Comment

Self-Defense Statistics-When Stats Are Colored With Attitude

28
Obdicut (Now with 2% less brain)6/03/2014 11:12:12 am PDT

re: #27 Rightwingconspirator

Could you describe at all what level of threat justifies having a gun and all that goes with it by way of training and insurance and proper storage?

It’s not a number that has meaning on its own, it’s only a comparative number, and it would obviously be related to the increase in risk that having the gun is. In order to give a super-precise answer, I’d have to do a ton of risk-related research.
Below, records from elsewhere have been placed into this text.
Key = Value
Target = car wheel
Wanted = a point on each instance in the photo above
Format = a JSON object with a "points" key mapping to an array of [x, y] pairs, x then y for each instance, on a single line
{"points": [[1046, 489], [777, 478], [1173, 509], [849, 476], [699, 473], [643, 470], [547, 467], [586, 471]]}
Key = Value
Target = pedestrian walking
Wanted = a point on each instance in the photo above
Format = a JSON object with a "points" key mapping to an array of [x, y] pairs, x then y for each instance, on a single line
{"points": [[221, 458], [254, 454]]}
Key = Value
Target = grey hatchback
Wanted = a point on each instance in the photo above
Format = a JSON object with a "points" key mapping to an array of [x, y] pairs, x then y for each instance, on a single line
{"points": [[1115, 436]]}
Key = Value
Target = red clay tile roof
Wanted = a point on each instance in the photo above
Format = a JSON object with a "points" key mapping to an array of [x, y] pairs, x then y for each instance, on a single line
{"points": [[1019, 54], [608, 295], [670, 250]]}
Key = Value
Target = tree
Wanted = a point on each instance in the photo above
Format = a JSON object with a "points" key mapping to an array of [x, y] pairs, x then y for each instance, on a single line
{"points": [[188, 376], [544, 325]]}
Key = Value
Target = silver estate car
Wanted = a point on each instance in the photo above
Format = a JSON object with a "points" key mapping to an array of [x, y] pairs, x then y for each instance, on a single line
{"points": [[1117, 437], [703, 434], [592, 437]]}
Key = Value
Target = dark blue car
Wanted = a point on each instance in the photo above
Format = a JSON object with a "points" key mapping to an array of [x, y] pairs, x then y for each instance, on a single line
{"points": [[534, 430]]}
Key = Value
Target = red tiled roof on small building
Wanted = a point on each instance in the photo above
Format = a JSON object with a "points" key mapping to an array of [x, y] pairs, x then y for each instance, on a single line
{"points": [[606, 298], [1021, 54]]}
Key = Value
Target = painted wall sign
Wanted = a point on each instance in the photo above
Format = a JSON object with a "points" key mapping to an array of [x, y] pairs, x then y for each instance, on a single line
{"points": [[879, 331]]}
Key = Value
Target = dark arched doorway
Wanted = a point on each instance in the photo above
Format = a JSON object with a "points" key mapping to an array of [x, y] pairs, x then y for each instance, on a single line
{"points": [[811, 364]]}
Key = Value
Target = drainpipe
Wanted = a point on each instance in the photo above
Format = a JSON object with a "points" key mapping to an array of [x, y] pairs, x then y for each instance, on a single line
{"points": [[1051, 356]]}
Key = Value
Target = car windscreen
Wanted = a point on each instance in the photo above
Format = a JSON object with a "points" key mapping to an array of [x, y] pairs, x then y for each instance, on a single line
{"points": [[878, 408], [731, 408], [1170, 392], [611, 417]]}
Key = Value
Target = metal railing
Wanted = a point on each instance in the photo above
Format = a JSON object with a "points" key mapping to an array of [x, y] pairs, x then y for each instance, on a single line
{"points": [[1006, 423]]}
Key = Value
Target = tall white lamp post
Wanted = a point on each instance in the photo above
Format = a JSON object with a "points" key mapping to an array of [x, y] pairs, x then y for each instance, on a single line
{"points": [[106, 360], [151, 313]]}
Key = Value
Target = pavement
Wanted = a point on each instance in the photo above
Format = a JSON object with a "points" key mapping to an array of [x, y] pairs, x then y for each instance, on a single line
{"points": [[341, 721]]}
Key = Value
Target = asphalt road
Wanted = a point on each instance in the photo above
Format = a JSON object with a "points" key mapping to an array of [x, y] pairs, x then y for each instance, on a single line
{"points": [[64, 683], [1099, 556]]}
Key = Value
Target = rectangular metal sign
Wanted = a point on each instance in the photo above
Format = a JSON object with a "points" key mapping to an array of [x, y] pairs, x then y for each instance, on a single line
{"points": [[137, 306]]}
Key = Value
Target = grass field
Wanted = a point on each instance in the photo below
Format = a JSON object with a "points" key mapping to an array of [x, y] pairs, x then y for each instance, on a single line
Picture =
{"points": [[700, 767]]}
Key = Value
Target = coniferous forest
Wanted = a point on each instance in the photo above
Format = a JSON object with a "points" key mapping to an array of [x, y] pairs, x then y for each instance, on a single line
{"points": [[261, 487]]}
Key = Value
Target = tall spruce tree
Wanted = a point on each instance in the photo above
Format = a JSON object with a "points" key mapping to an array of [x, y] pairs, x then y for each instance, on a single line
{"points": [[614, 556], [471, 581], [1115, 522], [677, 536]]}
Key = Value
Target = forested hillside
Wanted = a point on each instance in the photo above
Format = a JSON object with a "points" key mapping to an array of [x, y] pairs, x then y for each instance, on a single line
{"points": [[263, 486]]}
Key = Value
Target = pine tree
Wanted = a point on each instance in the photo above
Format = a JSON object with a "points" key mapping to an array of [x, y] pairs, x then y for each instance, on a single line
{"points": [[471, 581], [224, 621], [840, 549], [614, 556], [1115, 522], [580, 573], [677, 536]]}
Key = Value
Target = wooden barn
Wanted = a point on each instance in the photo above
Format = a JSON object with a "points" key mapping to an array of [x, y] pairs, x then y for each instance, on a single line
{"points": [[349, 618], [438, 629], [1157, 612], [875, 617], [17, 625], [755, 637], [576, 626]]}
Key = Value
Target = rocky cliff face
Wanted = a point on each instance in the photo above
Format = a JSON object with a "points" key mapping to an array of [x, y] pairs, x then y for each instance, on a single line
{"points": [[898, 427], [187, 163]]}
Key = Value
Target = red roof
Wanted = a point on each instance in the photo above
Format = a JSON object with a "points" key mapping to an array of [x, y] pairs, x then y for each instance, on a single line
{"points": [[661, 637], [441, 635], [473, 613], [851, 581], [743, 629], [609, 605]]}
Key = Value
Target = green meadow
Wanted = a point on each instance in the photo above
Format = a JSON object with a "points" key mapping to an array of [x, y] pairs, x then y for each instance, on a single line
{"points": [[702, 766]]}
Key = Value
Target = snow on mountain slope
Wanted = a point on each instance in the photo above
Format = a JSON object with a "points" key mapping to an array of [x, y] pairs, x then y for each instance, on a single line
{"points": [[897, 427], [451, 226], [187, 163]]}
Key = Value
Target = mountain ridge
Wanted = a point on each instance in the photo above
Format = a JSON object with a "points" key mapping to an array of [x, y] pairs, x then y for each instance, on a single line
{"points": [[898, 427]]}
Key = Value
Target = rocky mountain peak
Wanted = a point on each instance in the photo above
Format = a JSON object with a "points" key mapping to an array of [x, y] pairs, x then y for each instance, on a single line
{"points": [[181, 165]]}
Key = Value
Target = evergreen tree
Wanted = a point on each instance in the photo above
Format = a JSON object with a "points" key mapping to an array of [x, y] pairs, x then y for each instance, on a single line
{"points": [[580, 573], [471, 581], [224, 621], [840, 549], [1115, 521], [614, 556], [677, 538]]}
However, like most things, there are obvious extremes. I live in the Upper East Side of Manhattan. There were literally no murders in my neighborhood in 2013. There have been no stranger-murders in about five years, when there was one. There were 81 violent crimes in my neighborhood last year, only half of them occurring against residents, and the majority of the remainders being domestics. There are about a quarter of a million people who live here.

This puts me at infinitesimal risk of being violently attacked, especially when you take into account that I don’t stay out drinking late and I’m a six foot tall, in-shape male. I don’t have the time or inclination to go to the range and shoot often enough and take the tactical training courses that’d give me the confidence to actually use the gun on the street, and even in the home I’d want to train the hell out of myself so I didn’t shoot some poor drunk neighbor in a panic.

Furthermore, the population of people who are assaulted includes people who were complicit in that assault, who started shit with someone at a bar, who got drunk and started being racist. Except in a few weird jurisdictions, If two guys get into a fight, they both get charged with assault. So if you’re a nice, normal person, your odds of being assaulted are significantly less than raw statistics would show. This is not, in any way, saying those assaults were legitimate or excusable, but in many cases assaults are mutual or provoked.

Nobody is going to have the time to do the thorough statistics on this to get an exact answer, but the majority of people live in a place where the risk of violent assault from a stranger in a scenario where they could defend themselves from a gun without it being a situation they’re getting themselves into is very low, much lower than the dangers of commuting, or, more pointedly of suicide by gun, as compared to suicide without a gun, when removing the population who bought a gun just to commit suicide).

Another number that it’s impossible to calculate exactly is how responsible an individual is going to be, but to correct for that rigorous training that actively fails people for fucking up is completely fine. You can’t ask people to self-assess competence and while I think that gun enthusiasts have a duty to discourage people they know are irresponsible from owning guns, there’s needs to be actual enforcement of competence, too.